5.0 CONCLUSIONS AND FUTURE WORK

A variable morphing wingspan is an effective technology for enhancing aerodynamic efficiency and replacing conventional control surfaces. The improvement of flight performance leads to an increase in the flight range and endurance for a given flight. The purpose of this comparative study was to implement the analysis and the examination of three key characteristics using aerodynamics solver.

The major findings of this investigation resided in the fact that the variable span-morphing of the tapered wing can deliver the required improvements of performance because of the variation of wingspan extension, and sweep angle variation. However, estimated weight increases due to an equivalent stiffness of the structure and actuation system in comparison with the conventional wing. “In addition, flutter parameters (speed, damping) might change as they are sensitive to wingspan elasticity increase during the flight envelope. The aeroelastic parameters would also change depending on the motion of the moving segment (extension or retraction), and these changes should be taken into account in the wing design and optimisation process.” The obtained results show the significant improvement in aerodynamic performance (for instance, at the cruise phase) by 32.39% for the first sweep angle model, and by 29.5% for the second sweep angle model. The rolling moment is sensitive to the lift distribution generated by span extension. The roll rate of variable wingspan decreases when the flight speed increases. The varying moment generated by variation of wingspan extension between the port and starboard wings suggests that the wing structures must be designed by taking into account the bending moment impacts at the wing root. The main advantages of variable morphing wingspan are the drag reduction; therefore, increase of range flight and endurance.

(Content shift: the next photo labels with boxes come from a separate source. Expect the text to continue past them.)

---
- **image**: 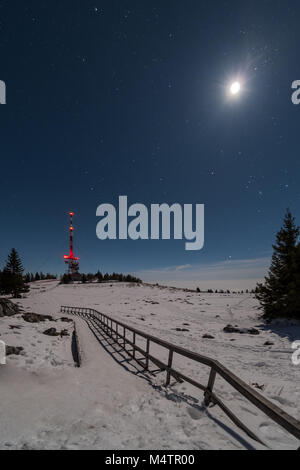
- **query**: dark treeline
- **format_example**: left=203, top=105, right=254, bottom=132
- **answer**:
left=196, top=287, right=258, bottom=294
left=61, top=271, right=142, bottom=284
left=0, top=248, right=56, bottom=299
left=0, top=248, right=29, bottom=299
left=256, top=210, right=300, bottom=320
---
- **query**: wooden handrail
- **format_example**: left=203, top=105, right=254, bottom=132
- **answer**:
left=61, top=306, right=300, bottom=443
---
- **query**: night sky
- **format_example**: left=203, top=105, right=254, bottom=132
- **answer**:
left=0, top=0, right=300, bottom=279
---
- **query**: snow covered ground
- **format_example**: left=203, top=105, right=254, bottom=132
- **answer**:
left=0, top=281, right=300, bottom=450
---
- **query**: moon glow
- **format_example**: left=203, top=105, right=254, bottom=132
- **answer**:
left=230, top=82, right=241, bottom=95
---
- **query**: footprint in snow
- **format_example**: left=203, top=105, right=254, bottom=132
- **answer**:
left=188, top=407, right=203, bottom=421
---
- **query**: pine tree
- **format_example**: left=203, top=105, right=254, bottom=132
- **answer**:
left=256, top=210, right=300, bottom=320
left=1, top=248, right=28, bottom=298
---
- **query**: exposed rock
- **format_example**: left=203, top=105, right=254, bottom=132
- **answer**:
left=264, top=341, right=274, bottom=346
left=0, top=299, right=20, bottom=317
left=43, top=328, right=59, bottom=336
left=60, top=317, right=73, bottom=323
left=252, top=383, right=265, bottom=390
left=22, top=313, right=55, bottom=323
left=223, top=325, right=260, bottom=335
left=6, top=346, right=24, bottom=356
left=60, top=330, right=70, bottom=338
left=202, top=334, right=215, bottom=339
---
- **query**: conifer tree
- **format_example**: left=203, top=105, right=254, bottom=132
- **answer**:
left=1, top=248, right=28, bottom=298
left=256, top=210, right=300, bottom=320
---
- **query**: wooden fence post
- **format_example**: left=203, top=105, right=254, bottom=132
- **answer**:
left=166, top=349, right=173, bottom=387
left=145, top=339, right=150, bottom=371
left=204, top=368, right=216, bottom=406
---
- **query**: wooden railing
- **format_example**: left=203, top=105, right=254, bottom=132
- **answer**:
left=61, top=306, right=300, bottom=445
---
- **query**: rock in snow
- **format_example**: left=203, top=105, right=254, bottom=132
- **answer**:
left=0, top=299, right=20, bottom=317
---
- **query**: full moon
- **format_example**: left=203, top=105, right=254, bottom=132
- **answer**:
left=230, top=82, right=241, bottom=95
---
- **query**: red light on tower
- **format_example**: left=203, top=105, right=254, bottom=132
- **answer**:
left=64, top=212, right=79, bottom=276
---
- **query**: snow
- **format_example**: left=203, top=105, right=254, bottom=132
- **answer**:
left=0, top=281, right=300, bottom=450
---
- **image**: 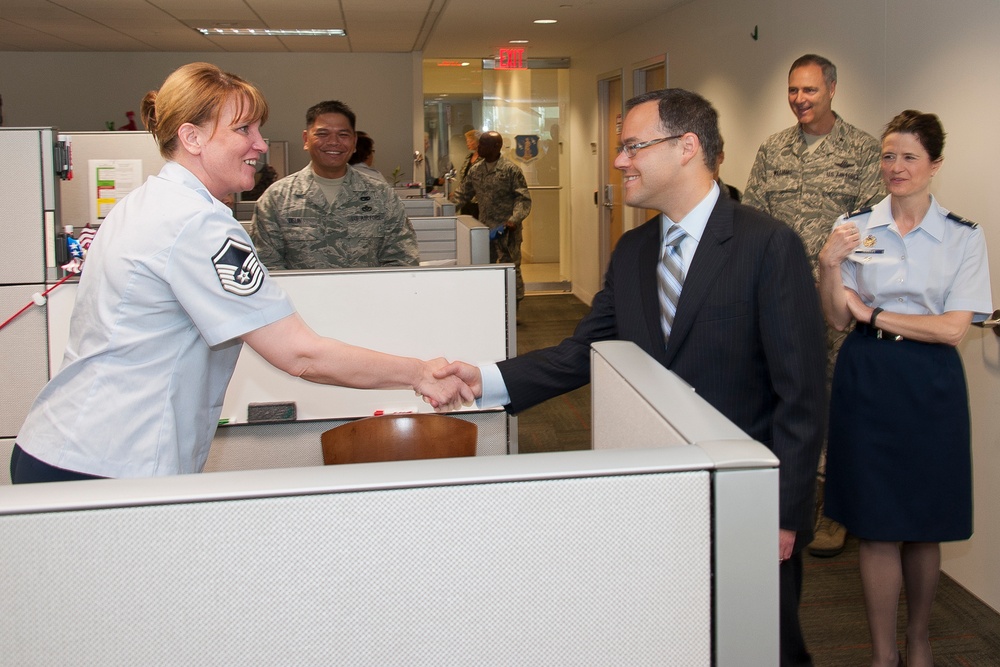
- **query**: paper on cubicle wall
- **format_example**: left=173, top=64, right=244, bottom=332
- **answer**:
left=87, top=160, right=143, bottom=225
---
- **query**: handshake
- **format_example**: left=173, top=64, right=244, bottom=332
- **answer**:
left=413, top=357, right=483, bottom=412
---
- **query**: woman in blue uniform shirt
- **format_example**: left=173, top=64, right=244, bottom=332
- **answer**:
left=820, top=110, right=992, bottom=667
left=11, top=63, right=472, bottom=483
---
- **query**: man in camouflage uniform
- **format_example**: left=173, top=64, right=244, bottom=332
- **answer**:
left=455, top=132, right=531, bottom=303
left=743, top=54, right=885, bottom=556
left=250, top=100, right=420, bottom=269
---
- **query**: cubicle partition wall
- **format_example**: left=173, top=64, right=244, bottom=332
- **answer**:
left=0, top=348, right=778, bottom=667
left=409, top=215, right=490, bottom=266
left=0, top=264, right=517, bottom=484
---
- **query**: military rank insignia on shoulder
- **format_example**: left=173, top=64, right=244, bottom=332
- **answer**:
left=948, top=213, right=979, bottom=229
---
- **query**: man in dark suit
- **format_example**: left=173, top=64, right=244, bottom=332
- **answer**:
left=439, top=89, right=826, bottom=665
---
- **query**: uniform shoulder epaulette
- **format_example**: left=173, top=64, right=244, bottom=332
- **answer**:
left=948, top=213, right=979, bottom=229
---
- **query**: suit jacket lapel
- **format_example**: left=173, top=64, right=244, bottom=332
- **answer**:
left=664, top=197, right=733, bottom=365
left=637, top=216, right=664, bottom=363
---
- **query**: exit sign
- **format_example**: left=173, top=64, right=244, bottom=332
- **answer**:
left=496, top=48, right=528, bottom=69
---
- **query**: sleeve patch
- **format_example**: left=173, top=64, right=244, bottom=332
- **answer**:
left=212, top=238, right=264, bottom=296
left=948, top=213, right=979, bottom=229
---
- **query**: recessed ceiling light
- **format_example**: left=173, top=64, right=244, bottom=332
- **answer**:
left=195, top=28, right=347, bottom=37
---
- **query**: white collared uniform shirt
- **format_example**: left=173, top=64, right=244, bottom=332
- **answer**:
left=17, top=162, right=294, bottom=477
left=834, top=196, right=993, bottom=322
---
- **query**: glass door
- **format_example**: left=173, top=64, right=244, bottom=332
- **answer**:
left=424, top=59, right=572, bottom=294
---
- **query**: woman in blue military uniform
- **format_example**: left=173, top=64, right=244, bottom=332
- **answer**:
left=820, top=110, right=992, bottom=667
left=11, top=63, right=473, bottom=483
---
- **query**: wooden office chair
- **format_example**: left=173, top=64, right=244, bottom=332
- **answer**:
left=320, top=413, right=479, bottom=465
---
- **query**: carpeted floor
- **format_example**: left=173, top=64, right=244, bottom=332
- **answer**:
left=517, top=294, right=1000, bottom=667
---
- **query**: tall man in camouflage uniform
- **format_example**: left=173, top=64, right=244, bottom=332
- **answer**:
left=743, top=54, right=885, bottom=556
left=455, top=132, right=531, bottom=303
left=250, top=100, right=420, bottom=269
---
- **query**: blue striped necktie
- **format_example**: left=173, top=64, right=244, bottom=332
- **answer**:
left=656, top=224, right=686, bottom=344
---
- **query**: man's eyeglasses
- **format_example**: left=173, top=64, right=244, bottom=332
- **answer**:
left=618, top=133, right=686, bottom=158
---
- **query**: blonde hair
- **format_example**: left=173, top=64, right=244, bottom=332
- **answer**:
left=139, top=63, right=268, bottom=160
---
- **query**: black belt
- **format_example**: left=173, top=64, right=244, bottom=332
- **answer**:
left=854, top=322, right=906, bottom=341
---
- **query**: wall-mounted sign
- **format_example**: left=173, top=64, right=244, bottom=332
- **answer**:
left=496, top=48, right=528, bottom=69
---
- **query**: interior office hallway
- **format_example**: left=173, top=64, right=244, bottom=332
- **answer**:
left=517, top=294, right=1000, bottom=667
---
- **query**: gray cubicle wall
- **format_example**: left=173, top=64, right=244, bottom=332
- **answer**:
left=59, top=131, right=166, bottom=229
left=0, top=342, right=778, bottom=667
left=21, top=264, right=517, bottom=483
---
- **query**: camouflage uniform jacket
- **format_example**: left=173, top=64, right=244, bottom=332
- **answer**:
left=455, top=156, right=531, bottom=229
left=743, top=116, right=885, bottom=279
left=250, top=165, right=420, bottom=269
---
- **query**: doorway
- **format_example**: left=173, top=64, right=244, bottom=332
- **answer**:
left=423, top=58, right=572, bottom=294
left=595, top=71, right=625, bottom=284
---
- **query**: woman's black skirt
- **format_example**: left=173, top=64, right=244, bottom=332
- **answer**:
left=824, top=331, right=972, bottom=542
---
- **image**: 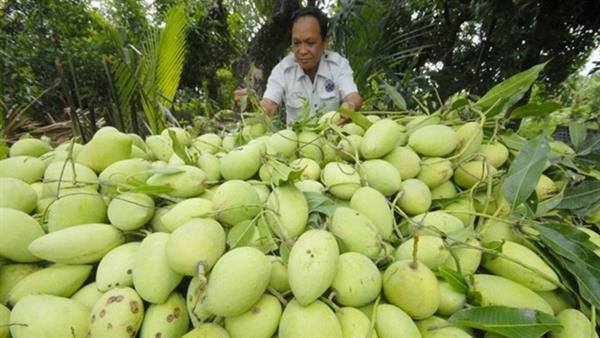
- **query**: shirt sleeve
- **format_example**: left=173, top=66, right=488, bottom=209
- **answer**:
left=263, top=64, right=285, bottom=105
left=337, top=59, right=358, bottom=99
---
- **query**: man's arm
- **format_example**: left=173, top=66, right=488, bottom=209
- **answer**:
left=341, top=92, right=362, bottom=111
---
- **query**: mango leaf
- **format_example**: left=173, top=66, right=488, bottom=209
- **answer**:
left=510, top=100, right=560, bottom=119
left=558, top=180, right=600, bottom=209
left=338, top=107, right=373, bottom=130
left=438, top=266, right=469, bottom=294
left=534, top=223, right=600, bottom=307
left=569, top=121, right=587, bottom=149
left=577, top=134, right=600, bottom=156
left=383, top=82, right=406, bottom=110
left=475, top=63, right=546, bottom=116
left=146, top=166, right=185, bottom=175
left=502, top=134, right=550, bottom=210
left=448, top=306, right=562, bottom=338
left=169, top=129, right=194, bottom=165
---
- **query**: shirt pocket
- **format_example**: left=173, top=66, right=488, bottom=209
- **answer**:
left=318, top=90, right=340, bottom=112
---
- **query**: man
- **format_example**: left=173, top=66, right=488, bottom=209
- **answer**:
left=235, top=7, right=362, bottom=123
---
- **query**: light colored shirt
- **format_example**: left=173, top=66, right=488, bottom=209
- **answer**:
left=263, top=51, right=358, bottom=123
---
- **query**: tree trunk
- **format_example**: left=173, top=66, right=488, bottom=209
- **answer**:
left=233, top=0, right=300, bottom=97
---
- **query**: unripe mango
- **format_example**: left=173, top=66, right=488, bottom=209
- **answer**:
left=360, top=119, right=402, bottom=160
left=0, top=177, right=38, bottom=214
left=219, top=144, right=262, bottom=180
left=266, top=184, right=308, bottom=239
left=321, top=162, right=360, bottom=200
left=278, top=299, right=342, bottom=338
left=548, top=309, right=598, bottom=338
left=225, top=294, right=282, bottom=338
left=46, top=188, right=108, bottom=232
left=77, top=129, right=132, bottom=173
left=383, top=147, right=421, bottom=180
left=96, top=242, right=141, bottom=291
left=146, top=165, right=206, bottom=198
left=436, top=280, right=467, bottom=316
left=288, top=230, right=339, bottom=306
left=0, top=156, right=46, bottom=183
left=140, top=292, right=189, bottom=338
left=350, top=187, right=394, bottom=239
left=0, top=208, right=44, bottom=263
left=88, top=287, right=144, bottom=338
left=473, top=274, right=554, bottom=315
left=71, top=282, right=104, bottom=310
left=375, top=304, right=421, bottom=338
left=331, top=252, right=382, bottom=307
left=396, top=178, right=431, bottom=215
left=192, top=133, right=223, bottom=154
left=478, top=143, right=508, bottom=169
left=29, top=223, right=125, bottom=264
left=417, top=157, right=454, bottom=189
left=395, top=236, right=450, bottom=270
left=483, top=241, right=560, bottom=291
left=206, top=247, right=271, bottom=317
left=297, top=131, right=324, bottom=163
left=98, top=158, right=151, bottom=194
left=10, top=295, right=89, bottom=338
left=7, top=264, right=92, bottom=305
left=454, top=161, right=495, bottom=189
left=266, top=129, right=298, bottom=158
left=212, top=180, right=262, bottom=225
left=161, top=197, right=215, bottom=232
left=133, top=232, right=183, bottom=304
left=408, top=124, right=458, bottom=157
left=165, top=218, right=225, bottom=276
left=360, top=159, right=402, bottom=196
left=107, top=192, right=154, bottom=231
left=329, top=207, right=382, bottom=259
left=181, top=323, right=231, bottom=338
left=336, top=307, right=378, bottom=338
left=380, top=259, right=440, bottom=320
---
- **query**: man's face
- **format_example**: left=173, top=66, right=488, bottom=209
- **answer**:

The findings show that around 43.94% and 41.31% increase in flight range for the first and second sweep angle model can be achieved when the full wing extension is used.

Finally, it has been inferred that for future work, the best design shape of the variable morphing wing is the first sweep angle model. It is clear that for aerodynamic efficiency, the first sweep angle model is more efficient than the second sweep angle model for all speeds. For instance, at the cruise speed, the incremented ratio from the original position to 75% extension of its original length for the first and the second sweep angle models were of 32.39% and 29.5%, respectively, which corresponded to the difference in the aerodynamic performance improvement between the two models of 9.34%. However, the efficiency of the rolling moment reduces to 2.5%. Regarding the range and endurance of flight, the first sweep angle model is 8.6% better than the second sweep angle model.

To accomplish the primary objective, several steps will be taken in future work. Additional analysis phases will be carried out for the stability and control derivatives. The variable tapered span-morphing wing structure and mechanism integration will be tested together. Numerical optimisation topology techniques will be generated to examine compliant adaptive wing structures for reducing the wing weight.